Further work is needed to ensure that sufficient capital funding reaches the sector. The Treasury recently announced changes to fiscal rules preventing the NHS from ‘raiding’ capital budgets to fund revenue gaps. However, community provider leaders remain concerned that this will not have the desired effect.  As ICSs draw up their ten-year local infrastructure strategies, community provider leaders are concerned over whether these can be fulfilled with the limited pot of capital funding available at present, or within the complex rules that govern its use.

This complexity also acts as a barrier to key partners co-locating. The Fuller stocktake report outlined how integrated neighbourhood working would require smaller, localised teams, drawing staff from across the NHS together with staff from local government and not-for-profit providers. However, agreeing terms with multiple partners can be very difficult in practice.

Co-location, too, is also made more difficult by leasing arrangements. While in theory leases should offer organisations more flexibility when sharing space with partners (compared to a shared freehold or a wholly owned space), in practice, existing arrangements are not set up to take advantage of the benefits this could bring.

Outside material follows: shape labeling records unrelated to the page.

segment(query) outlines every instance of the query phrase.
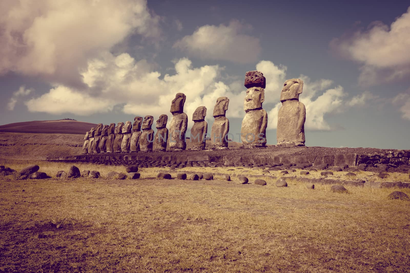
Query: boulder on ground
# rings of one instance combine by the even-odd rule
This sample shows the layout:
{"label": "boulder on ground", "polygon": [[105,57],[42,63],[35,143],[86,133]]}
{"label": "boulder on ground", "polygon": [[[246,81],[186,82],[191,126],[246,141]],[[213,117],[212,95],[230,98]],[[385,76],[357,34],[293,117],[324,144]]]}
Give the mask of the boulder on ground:
{"label": "boulder on ground", "polygon": [[99,178],[100,172],[97,171],[91,171],[90,172],[89,176],[91,178]]}
{"label": "boulder on ground", "polygon": [[137,165],[131,165],[125,167],[125,171],[128,173],[134,173],[138,171],[138,166]]}
{"label": "boulder on ground", "polygon": [[74,165],[70,167],[70,170],[67,174],[67,177],[68,178],[77,178],[81,175],[80,170]]}
{"label": "boulder on ground", "polygon": [[275,183],[276,186],[278,187],[287,187],[287,183],[286,183],[286,180],[282,178],[279,178],[276,181],[276,183]]}
{"label": "boulder on ground", "polygon": [[[3,169],[4,169],[4,168]],[[20,170],[19,172],[20,175],[24,175],[25,174],[30,175],[37,171],[40,169],[40,167],[38,165],[30,165],[27,166],[25,168],[23,168]]]}
{"label": "boulder on ground", "polygon": [[387,198],[389,199],[408,199],[408,196],[403,192],[393,192],[389,194]]}
{"label": "boulder on ground", "polygon": [[333,192],[339,193],[348,193],[349,192],[342,185],[333,185],[330,187],[330,190]]}
{"label": "boulder on ground", "polygon": [[248,178],[244,175],[240,175],[238,178],[239,178],[239,182],[241,184],[248,184],[249,181]]}
{"label": "boulder on ground", "polygon": [[266,185],[266,181],[263,179],[256,179],[254,183],[255,185],[264,186]]}

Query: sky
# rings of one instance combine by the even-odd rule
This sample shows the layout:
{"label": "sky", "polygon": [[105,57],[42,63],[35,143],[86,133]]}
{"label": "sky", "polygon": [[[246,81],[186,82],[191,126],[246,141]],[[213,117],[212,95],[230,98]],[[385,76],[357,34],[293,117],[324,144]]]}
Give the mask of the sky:
{"label": "sky", "polygon": [[182,93],[188,133],[201,106],[210,133],[226,96],[235,135],[245,73],[258,70],[268,144],[296,78],[306,146],[410,149],[409,49],[407,1],[3,0],[0,124],[166,114],[169,128]]}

Vision: a fresh start for capital investment in the community sector

Community services, as with the NHS at large, are suffering the consequences of years of capital underinvestment. In order to increase capacity, achieve greater productivity and improve experience for staff and patients alike, community providers need access to adequate capital funding. 

The community sector’s buildings and systems are becoming increasingly inadequate for the task being asked of them. Without the right investment, neither keeping up with current demand nor expanding their role will be possible. Underinvestment in digital systems is holding back productivity gains in community services. This relates both to clinical tasks and to back-office functions, both of which could be made more efficient with better digital infrastructure.

As a result of historic underinvestment in both the community sector’s facilities and its digital systems, a simple injection of revenue funding would not yield the required results. To respond and grow in line with the government’s aim of bringing care closer to home, capital funding is essential for community services.

Investing today will bring better value tomorrow, with renewed estates enabling more integrated care across system partners. Likewise, improved digital systems can enhance the productivity of both clinical and managerial staff, making the most of scarce resources.

Meanwhile, investing in community services will also aid the government’s ambitions by providing a springboard for economic growth. The health of the nation and its future economic prospects are tightly connected, with a healthier population both more able to work and earn while also reducing demand on the NHS as a whole.

What the sector needs: support from the national level 

  • Eighty per cent of respondents outlined the need for both access to targeted capital investment for community providers, and the ability to explore alternative sources of capital investment. 
  • Seventy per cent of respondents stated that they need a longer-term strategy for optimising how existing NHS estate is used, while 50 per cent want to see an increase in DHSC’s CDEL.  

What the sector needs: support from the system level 

  • Over 80 per cent of respondents were clear about the need for appropriate prioritisation of community services within system-level planning, closely followed by the formulation of a longer-term estate strategy.
  • Alongside this, better connectivity and collaboration with partners (such as co-location with primary care and/ or local authorities) were also well supported. Given the government’s pledge to develop neighbourhood health centres, empowering organisations to work together under the same roof will be essential to this vision.

The forthcoming 2025 multi-year Spending Review provides an opportunity to make these necessary reforms and begin the process of bringing care closer home. The Community Network is committed to working with the government to identify how the sector can improve both its productivity and the quality of the care it provides.